This is a systematic belief but the Reformed were driven to it by Scripture. Grace is for sinners, not for the righteous. Adam was righteous before the fall but God was gracious to him after the fall. We all fell in Adam and he is gracious to his elect to justify, to sanctify, and to save them all for Christ’s sake alone. All who, by grace alone, through faith alone, are united to Jesus, the Last Adam, are credited with his perfect law-keeping. Christ earned his place and ours in heaven and that is good news indeed. Our salvation is not arbitrary. It is grounded in God’s justice and received by his grace and the promise of covenant of works testifies to that justice and to the certainty of our salvation in the covenant of grace.
It is often objected, in my experience, that the Reformed confession of the covenant of works, e.g., Westminster Confession 7.2, “II. The first covenant made with man was a covenant of works, wherein life was promised to Adam; and in him to his posterity, upon condition of perfect and personal obedience“ is the result of a “system” and not a doctrine (a teaching) derived from Scripture.
This is not true. The Reformed may be wrong in their interpretation of Scripture but interpret Scripture they did in order to reach the conclusion that there are in history two covenants, a covenant of works before the fall and a covenant of grace after the fall. Further, most of them concluded that behind those two historical covenants was the eternal, pre-temporal covenant of redemption between the Father and the Son (and implicitly the Holy Spirit) regarding the Son’s voluntary agreement to be the guarantee of the elect (the surety) and their substitute and Mediator and the Father’s agreement to give him a people and graciously to redeem them on the basis of his obedience for them.

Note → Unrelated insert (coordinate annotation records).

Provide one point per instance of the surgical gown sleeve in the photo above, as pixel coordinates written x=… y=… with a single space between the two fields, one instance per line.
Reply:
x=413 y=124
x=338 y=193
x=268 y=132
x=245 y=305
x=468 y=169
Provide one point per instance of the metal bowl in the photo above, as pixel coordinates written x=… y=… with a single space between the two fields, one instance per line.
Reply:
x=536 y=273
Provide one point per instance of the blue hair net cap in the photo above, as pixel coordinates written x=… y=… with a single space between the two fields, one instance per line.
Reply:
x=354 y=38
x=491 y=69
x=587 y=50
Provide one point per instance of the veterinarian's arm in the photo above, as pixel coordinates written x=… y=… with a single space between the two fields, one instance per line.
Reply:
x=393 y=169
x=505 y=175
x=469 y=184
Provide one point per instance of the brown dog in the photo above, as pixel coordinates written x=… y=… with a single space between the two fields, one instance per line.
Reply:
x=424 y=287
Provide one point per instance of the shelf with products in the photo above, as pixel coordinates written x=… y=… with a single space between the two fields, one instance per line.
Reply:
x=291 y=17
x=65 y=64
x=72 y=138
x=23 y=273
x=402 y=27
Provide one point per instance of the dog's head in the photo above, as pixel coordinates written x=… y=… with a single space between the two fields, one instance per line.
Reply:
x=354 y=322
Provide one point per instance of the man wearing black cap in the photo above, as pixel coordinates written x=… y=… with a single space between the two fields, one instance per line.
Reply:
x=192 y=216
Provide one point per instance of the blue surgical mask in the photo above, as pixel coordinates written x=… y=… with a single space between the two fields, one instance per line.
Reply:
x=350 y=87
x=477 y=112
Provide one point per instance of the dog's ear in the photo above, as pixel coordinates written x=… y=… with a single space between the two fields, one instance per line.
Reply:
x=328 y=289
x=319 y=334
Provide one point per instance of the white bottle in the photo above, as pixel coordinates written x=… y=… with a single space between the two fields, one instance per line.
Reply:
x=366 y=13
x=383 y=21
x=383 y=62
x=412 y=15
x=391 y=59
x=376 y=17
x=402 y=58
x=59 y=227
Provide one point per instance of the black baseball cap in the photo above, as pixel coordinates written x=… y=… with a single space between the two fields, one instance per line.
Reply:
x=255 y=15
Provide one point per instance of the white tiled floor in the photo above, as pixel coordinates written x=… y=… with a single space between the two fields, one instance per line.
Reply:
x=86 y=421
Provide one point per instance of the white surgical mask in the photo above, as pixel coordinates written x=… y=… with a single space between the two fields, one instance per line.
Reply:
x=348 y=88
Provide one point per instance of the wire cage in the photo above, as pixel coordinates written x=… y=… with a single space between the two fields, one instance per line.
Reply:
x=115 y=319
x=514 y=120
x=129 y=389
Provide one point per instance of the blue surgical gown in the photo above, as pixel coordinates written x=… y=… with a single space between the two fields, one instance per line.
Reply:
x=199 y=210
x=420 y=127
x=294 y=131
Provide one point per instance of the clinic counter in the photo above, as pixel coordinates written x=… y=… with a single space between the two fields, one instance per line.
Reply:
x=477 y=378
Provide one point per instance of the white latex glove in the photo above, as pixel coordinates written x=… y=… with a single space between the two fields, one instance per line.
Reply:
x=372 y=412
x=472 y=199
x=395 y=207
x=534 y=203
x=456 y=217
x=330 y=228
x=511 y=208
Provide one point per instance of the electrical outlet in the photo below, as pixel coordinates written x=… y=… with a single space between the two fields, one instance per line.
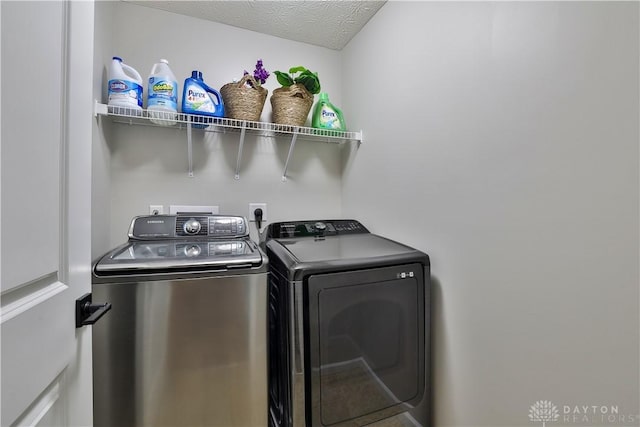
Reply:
x=156 y=209
x=175 y=209
x=253 y=207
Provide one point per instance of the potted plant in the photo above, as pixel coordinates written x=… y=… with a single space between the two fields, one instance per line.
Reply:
x=244 y=100
x=292 y=102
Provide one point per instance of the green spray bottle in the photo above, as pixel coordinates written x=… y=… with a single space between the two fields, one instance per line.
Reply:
x=327 y=116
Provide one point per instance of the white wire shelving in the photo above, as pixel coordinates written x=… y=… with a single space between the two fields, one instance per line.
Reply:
x=189 y=122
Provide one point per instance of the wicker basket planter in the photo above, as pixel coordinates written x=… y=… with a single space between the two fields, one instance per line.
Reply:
x=242 y=102
x=291 y=105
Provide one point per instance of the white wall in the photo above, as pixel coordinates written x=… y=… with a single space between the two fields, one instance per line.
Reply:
x=101 y=156
x=149 y=165
x=502 y=139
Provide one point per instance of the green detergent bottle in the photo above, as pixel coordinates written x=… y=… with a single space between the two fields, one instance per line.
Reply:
x=327 y=116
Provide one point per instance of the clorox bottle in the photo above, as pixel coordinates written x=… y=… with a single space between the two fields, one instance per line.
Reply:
x=125 y=85
x=199 y=98
x=162 y=94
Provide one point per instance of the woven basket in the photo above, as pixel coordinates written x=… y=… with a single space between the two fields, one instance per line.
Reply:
x=291 y=105
x=241 y=102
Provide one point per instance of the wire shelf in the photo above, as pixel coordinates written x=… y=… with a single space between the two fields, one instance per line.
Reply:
x=217 y=124
x=192 y=122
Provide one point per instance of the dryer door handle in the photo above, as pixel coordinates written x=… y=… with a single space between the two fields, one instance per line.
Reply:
x=88 y=313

For a time, the covenant of works fell out of favor even in Reformed circles but not, in my view, for particularly good reasons. In recent decades it has, happily, made something of a comeback. Nevertheless, there are those both within and without the Reformed world who are quite unfamiliar with the history of Reformed covenant theology, who have no idea how or why the Reformed reached their conclusion that God made with Adam a covenant of works, which was finally fulfilled by Christ the Last Adam (1 Cor 15:45).
What follows is a very brief, barebones sketch of some of the reasons that drove the Reformed to conclude that God had promised to Adam entrance into eternal life upon condition of his obedience.
First, we should not think that the Reformed invented the idea of a probation before the fall. This view was well known in the Patristic and Medieval periods of church history. See e.g., the Patristic and medieval comments on Hosea 6:7. The Reformed adopted and adapted the doctrine of Adam’s pre-fall probation to articulate the Protestant distinction between Law (as the “do this and live” principle) and the Gospel (as the announcement that Christ has done for all his people). The covenant of works stood for Law and the covenant of grace stood for gospel. One of our earlier covenant theologians, Zacharias Ursinus, made this correlation explicitly.
Second, as to the objection that the Reformed are captive to a system, while others are ostensibly reading the Bible without a system, that is simply false. Theological systems are like belly buttons: everyone has one, even if not everyone seems to be aware of it.